I like this guy. He doesn’t seem to have any outstanding tools, but he has hit at every level so far and some think he is going to hit for plus power down the road. That’s a good combination. Add solid RF defense with a big arm, and he seems to be a solid prospect. There are whispers that his bat speed won’t cut it against better velocity and that bears monitoring, but hopefully he can fully recover from his broken hamate bone and get back to raking.
I had to take Cuthbert over Dozier. Cuthbert is over a year younger than Dozier, and playing in AA. I don’t think Cuthbert’s ceiling is particularly high, but after last years poor performance in Wilmington he seems to be forgotten about. He has pretty good baseball skills: good bat speed, a good approach and the potential for solid power down the road. Right now he gives you a lot of doubles, and solid if unspectacular defense at 3rd. This is useful player if he continues to progress. He’s encountered some growing pains in AA (especially his K% and BB%) but that’s to be expected. At some point next year I think we will get to see what he can do in AAA as a 21 year old.
Didn’t love the pick at the time though I appreciated the Royals draft strategy.
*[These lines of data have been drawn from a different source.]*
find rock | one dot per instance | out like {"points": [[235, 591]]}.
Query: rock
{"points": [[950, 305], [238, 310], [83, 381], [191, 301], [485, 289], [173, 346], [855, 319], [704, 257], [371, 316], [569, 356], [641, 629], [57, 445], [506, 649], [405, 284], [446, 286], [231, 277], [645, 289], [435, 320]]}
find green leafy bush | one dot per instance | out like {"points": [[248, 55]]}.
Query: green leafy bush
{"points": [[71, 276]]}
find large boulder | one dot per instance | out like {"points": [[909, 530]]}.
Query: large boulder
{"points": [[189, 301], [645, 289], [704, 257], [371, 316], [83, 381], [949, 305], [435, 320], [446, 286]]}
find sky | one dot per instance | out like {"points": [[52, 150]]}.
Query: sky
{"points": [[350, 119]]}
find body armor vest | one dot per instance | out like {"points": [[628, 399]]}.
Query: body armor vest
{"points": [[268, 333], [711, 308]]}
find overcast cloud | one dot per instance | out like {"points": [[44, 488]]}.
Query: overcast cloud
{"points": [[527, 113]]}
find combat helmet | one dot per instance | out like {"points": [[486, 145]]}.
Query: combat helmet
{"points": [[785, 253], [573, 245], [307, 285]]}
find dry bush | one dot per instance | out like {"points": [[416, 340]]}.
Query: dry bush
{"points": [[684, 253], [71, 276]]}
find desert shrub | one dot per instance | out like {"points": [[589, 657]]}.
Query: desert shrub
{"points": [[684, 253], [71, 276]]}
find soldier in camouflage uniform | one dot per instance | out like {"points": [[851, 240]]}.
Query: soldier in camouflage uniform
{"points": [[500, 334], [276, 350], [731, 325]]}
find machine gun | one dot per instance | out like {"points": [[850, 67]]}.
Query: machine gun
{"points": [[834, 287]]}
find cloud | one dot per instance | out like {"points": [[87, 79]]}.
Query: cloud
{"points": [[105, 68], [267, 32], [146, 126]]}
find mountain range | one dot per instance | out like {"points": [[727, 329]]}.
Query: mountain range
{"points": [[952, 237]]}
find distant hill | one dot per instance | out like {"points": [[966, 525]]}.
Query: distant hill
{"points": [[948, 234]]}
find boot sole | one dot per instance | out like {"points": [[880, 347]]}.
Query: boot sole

If Dozier puts up good a OBP and power numbers as he advances I could see him becoming a Mike Olt-type prospect. There’s not much pro data available yet, but the approach is really solid so far, and he’s been a doubles machine. He turns 22 next month so I’d like to see him competing against a higher level of competition and I imagine we'll get to see him in the Arizona Fall League. He’s basically doing exactly what I would expect him to do at his current level and that’s a good thing. Given he was ranked as like the 40th best prospect in the draft, it's hard for me to rank him any higher without seeing him play at a higher level.
10. Jason Adam
Pretty boring prospect but a good bet to end up in the backend of a rotation and log a lot of innings. His K/9 has actually increased at each stop so far which is neat, but he just seems very hittable and has encountered some command issues this year.
This is not the best farm system in the history of whatever anymore. They do have 3 top end end talents and I’d bet they each land inside the top 50 of most prospect lists this fall. Beyond that, there’s pretty good depth which is nice to have. A couple of risers to watch are Christian Binford and Elier Hernandez. Hernandez, the $3.05 million Dominican outfielder, has a ton of upside and hopefully he continues to progress. I still think this is a pretty good system with some high-end arms that should be ready in the next year or so. Let’s see if the system actually produces anything of note.
What do you think? What'd I mess up?